64 b = to_device(b, self.device)
---> 65 for f in listify(self.tfms): b = f(b)
66 return b
67
~/anaconda3/lib/python3.7/site-packages/fastai/vision/data.py in _normalize_batch(b, mean, std, do_x, do_y)
74 x,y = b
75 mean,std = mean.to(x.device),std.to(x.device)
---> 76 if do_x: x = normalize(x,mean,std)
77 if do_y and len(y.shape) == 4: y = normalize(y,mean,std)
78 return x,y
~/anaconda3/lib/python3.7/site-packages/fastai/vision/data.py in normalize(x, mean, std)
64 def normalize(x:TensorImage, mean:FloatTensor,std:FloatTensor)->TensorImage:
65 "Normalize `x` with `mean` and `std`."
---> 66 return (x-mean[...,None,None]) / std[...,None,None]
67
68 def denormalize(x:TensorImage, mean:FloatTensor,std:FloatTensor, do_x:bool=True)->TensorImage:
RuntimeError: expected type torch.cuda.FloatTensor but got torch.cuda.HalfTensor
so I converted the mean and std to the type of input data:
def normalize(x:TensorImage, mean:FloatTensor,std:FloatTensor)->TensorImage:
"Normalize `x` with `mean` and `std`."
mean,std = mean.type(x.type()),std.type(x.type())
return (x-mean[...,None,None]) / std[...,None,None]
def denormalize(x:TensorImage, mean:FloatTensor,std:FloatTensor, do_x:bool=True)->TensorImage:
"Denormalize `x` with `mean` and `std`."
mean,std = mean.type(x.type()),std.type(x.type())

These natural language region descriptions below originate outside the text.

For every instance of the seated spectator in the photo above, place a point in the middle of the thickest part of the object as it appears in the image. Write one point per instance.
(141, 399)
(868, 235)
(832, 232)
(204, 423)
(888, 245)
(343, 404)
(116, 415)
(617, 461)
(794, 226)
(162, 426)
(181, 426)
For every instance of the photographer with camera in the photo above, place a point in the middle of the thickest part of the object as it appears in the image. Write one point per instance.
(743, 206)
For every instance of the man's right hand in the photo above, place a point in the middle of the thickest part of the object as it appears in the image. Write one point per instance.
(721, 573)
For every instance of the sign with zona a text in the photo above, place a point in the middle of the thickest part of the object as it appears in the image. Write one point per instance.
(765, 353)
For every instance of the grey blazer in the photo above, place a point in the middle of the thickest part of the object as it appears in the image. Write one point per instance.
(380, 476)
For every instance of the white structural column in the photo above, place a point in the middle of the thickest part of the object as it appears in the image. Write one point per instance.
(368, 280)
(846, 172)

return x.cpu()*std[...,None,None] + mean[...,None,None] if do_x else x.cpu()
and got this:
~/anaconda3/lib/python3.7/site-packages/fastai/vision/data.py in denormalize(x, mean, std, do_x)
70 "Denormalize `x` with `mean` and `std`."

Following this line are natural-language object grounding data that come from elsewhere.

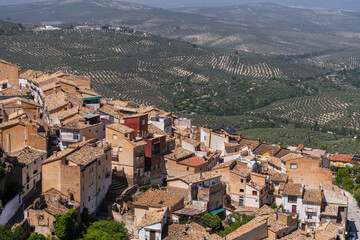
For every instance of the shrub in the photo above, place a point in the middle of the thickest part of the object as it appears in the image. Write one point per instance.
(212, 221)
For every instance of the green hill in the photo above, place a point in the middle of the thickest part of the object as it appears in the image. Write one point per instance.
(265, 28)
(153, 70)
(336, 109)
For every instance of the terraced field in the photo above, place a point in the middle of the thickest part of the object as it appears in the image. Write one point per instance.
(154, 70)
(348, 59)
(337, 109)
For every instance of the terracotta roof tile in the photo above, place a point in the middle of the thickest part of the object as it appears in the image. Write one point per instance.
(313, 196)
(193, 161)
(120, 128)
(293, 189)
(158, 198)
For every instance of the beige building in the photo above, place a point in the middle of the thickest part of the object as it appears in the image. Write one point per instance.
(82, 171)
(302, 170)
(181, 162)
(28, 160)
(128, 153)
(255, 229)
(18, 133)
(256, 191)
(41, 215)
(156, 200)
(202, 189)
(235, 175)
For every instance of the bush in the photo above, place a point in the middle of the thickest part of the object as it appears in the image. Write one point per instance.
(66, 226)
(106, 230)
(212, 221)
(147, 187)
(36, 236)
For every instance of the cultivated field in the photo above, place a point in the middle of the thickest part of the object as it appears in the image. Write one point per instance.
(338, 109)
(154, 70)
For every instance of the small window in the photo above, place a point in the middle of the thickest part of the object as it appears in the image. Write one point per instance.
(293, 166)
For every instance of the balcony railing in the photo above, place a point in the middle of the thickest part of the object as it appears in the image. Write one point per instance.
(312, 210)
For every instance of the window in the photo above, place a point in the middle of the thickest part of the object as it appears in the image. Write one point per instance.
(292, 199)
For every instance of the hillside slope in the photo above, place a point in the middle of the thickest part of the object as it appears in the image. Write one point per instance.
(249, 33)
(169, 73)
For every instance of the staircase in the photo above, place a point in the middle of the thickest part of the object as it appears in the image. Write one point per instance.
(118, 185)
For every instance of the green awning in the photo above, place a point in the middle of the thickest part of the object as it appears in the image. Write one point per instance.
(91, 98)
(217, 211)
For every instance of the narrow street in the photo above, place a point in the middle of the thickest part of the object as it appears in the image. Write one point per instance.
(353, 215)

71 mean,std = mean.type(x.type()),std.type(x.type())
---> 72 return x.cpu()*std[...,None,None] + mean[...,None,None] if do_x else x.cpu()
73
74 def _normalize_batch(b:Tuple[Tensor,Tensor], mean:FloatTensor, std:FloatTensor, do_x:bool=True, do_y:bool=False)->Tuple[Tensor,Tensor]:
RuntimeError: "mul" not implemented for 'torch.HalfTensor'
After that I changed denormalize and converted x to the type of mean:
def denormalize(x:TensorImage, mean:FloatTensor,std:FloatTensor, do_x:bool=True)->TensorImage:
"Denormalize `x` with `mean` and `std`."
x = x.type(mean.type())
return x.cpu()*std[...,None,None] + mean[...,None,None] if do_x else x.cpu()
It worked. I’d like to fix it properly, this looks hacky. Any idea how?